Po pierwszych szczątkowych wynikach wyborów i zwycięstwie kandydata partii Republikańskiej Donalda Trumpa w USA inwestorzy zaczęli wyprzedawać ryzykowne aktywa i przenosić swoje środki na bezpieczne inwestycje. Z biegiem czasu, kiedy pojawiały się wyniki z kolejnych stanów i jasne stało się, że Donald Trump zostanie prezydentem Stanów Zjednoczonych – kapitał zaczął płynąć z powrotem na giełdy.
Wnioskiem dla takiego stanu rzeczy jest zapewne wygrana Republikanów w obu izbach Kongresu. Już podczas kampanii prezydenckiej wielu istotnych polityków z tej partii odwróciło się od „swojego” kandydata i stanęli w otwartej opozycji do Donalda Trumpa. To może usprawiedliwiać obecną sytuację na rynkach. Inwestorzy wprawdzie obawiają się rządów prezydenta elekta, ale widząc rozłam w jego macierzystej partii, uważają że kontrowersyjne pomysły przyszłego prezydenta mogą być blokowane przez jego partię.
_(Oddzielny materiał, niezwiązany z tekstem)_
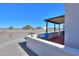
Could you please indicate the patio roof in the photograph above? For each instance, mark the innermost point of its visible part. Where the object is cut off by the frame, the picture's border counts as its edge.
(57, 20)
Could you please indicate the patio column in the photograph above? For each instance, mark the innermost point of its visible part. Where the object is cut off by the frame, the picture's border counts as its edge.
(46, 27)
(59, 27)
(54, 27)
(59, 30)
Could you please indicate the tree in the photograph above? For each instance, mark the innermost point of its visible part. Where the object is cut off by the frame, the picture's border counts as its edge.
(11, 27)
(28, 27)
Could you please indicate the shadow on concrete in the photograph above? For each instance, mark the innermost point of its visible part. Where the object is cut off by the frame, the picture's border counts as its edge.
(26, 49)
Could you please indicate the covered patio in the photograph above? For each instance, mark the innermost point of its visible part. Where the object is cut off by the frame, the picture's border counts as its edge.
(57, 37)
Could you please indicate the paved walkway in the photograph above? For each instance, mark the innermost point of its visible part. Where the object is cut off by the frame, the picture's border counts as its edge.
(12, 48)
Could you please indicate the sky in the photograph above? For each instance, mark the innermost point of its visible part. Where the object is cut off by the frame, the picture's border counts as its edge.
(21, 14)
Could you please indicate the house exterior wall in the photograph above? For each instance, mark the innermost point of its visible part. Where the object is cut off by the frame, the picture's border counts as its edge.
(72, 25)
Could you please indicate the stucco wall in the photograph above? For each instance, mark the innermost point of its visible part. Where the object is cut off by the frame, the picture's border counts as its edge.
(45, 48)
(72, 25)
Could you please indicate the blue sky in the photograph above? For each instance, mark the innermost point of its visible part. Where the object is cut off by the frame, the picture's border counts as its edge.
(19, 15)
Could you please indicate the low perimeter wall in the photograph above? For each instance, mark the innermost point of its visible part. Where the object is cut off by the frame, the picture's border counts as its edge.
(45, 48)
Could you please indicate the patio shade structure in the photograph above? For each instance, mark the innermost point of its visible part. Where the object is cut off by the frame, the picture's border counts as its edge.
(56, 20)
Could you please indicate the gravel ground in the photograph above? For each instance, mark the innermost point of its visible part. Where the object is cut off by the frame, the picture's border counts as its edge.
(10, 39)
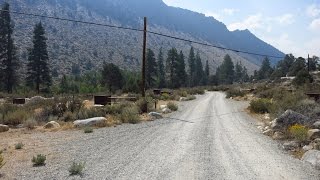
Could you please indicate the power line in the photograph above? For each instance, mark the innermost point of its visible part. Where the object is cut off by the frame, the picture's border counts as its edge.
(140, 30)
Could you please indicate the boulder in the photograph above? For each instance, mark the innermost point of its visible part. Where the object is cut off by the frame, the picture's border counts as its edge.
(288, 119)
(307, 147)
(313, 134)
(89, 122)
(4, 128)
(268, 132)
(278, 136)
(290, 146)
(312, 157)
(155, 115)
(163, 107)
(166, 111)
(316, 125)
(52, 125)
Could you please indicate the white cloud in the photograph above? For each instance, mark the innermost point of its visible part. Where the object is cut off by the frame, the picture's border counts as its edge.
(313, 10)
(315, 25)
(285, 19)
(252, 22)
(230, 11)
(215, 15)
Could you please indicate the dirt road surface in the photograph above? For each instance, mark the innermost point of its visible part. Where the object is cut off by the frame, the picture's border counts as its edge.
(208, 138)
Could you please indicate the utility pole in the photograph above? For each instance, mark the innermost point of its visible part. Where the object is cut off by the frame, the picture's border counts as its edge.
(143, 86)
(308, 64)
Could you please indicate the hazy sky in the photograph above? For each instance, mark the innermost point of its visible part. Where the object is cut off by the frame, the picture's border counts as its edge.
(292, 26)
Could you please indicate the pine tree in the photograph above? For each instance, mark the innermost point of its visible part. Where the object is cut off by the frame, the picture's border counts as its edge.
(265, 70)
(151, 69)
(111, 77)
(199, 71)
(206, 73)
(38, 71)
(161, 71)
(181, 71)
(192, 67)
(8, 57)
(225, 72)
(238, 72)
(172, 67)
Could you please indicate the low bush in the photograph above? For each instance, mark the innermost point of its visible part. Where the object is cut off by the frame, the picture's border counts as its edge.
(260, 106)
(88, 130)
(234, 93)
(299, 132)
(2, 163)
(68, 116)
(76, 168)
(30, 123)
(19, 146)
(172, 106)
(39, 160)
(130, 115)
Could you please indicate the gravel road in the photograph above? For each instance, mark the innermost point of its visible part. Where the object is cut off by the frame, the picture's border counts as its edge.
(208, 138)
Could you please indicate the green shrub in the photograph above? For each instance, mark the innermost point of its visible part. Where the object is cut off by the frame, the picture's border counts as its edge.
(19, 145)
(30, 123)
(172, 106)
(299, 132)
(39, 160)
(260, 105)
(88, 130)
(234, 93)
(2, 163)
(76, 168)
(68, 116)
(16, 117)
(130, 115)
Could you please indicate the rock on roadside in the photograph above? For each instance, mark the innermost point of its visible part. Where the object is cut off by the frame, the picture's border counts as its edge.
(155, 115)
(313, 157)
(52, 125)
(4, 128)
(313, 134)
(288, 119)
(89, 122)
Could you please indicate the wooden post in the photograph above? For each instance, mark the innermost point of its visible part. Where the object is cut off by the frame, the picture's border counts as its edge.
(143, 86)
Jednak, na ten moment prócz pięknych haseł, nie wiemy za wiele o realnych działaniach, jakie ma zamiar wykonać Donald Trump w celu „uczynienia Ameryki ponownie wielkiej”. Głównym postulatem jest luzowanie fiskalne, które wielu ekonomistów wskazywało, jako rzecz niezbędną do pobudzenia wzrostu gospodarczego. Zmniejszenie podatków korporacjom oraz gospodarstwom domowym w połączeniu ze wzrostem aktywności zawodowej amerykańskich obywateli (drugi bardzo ważny postulat D. Trumpa) – może pozytywnie wpłynąć na wyniki amerykańskich przedsiębiorstw. Takie działania będą sprzyjać wzrostom na giełdach.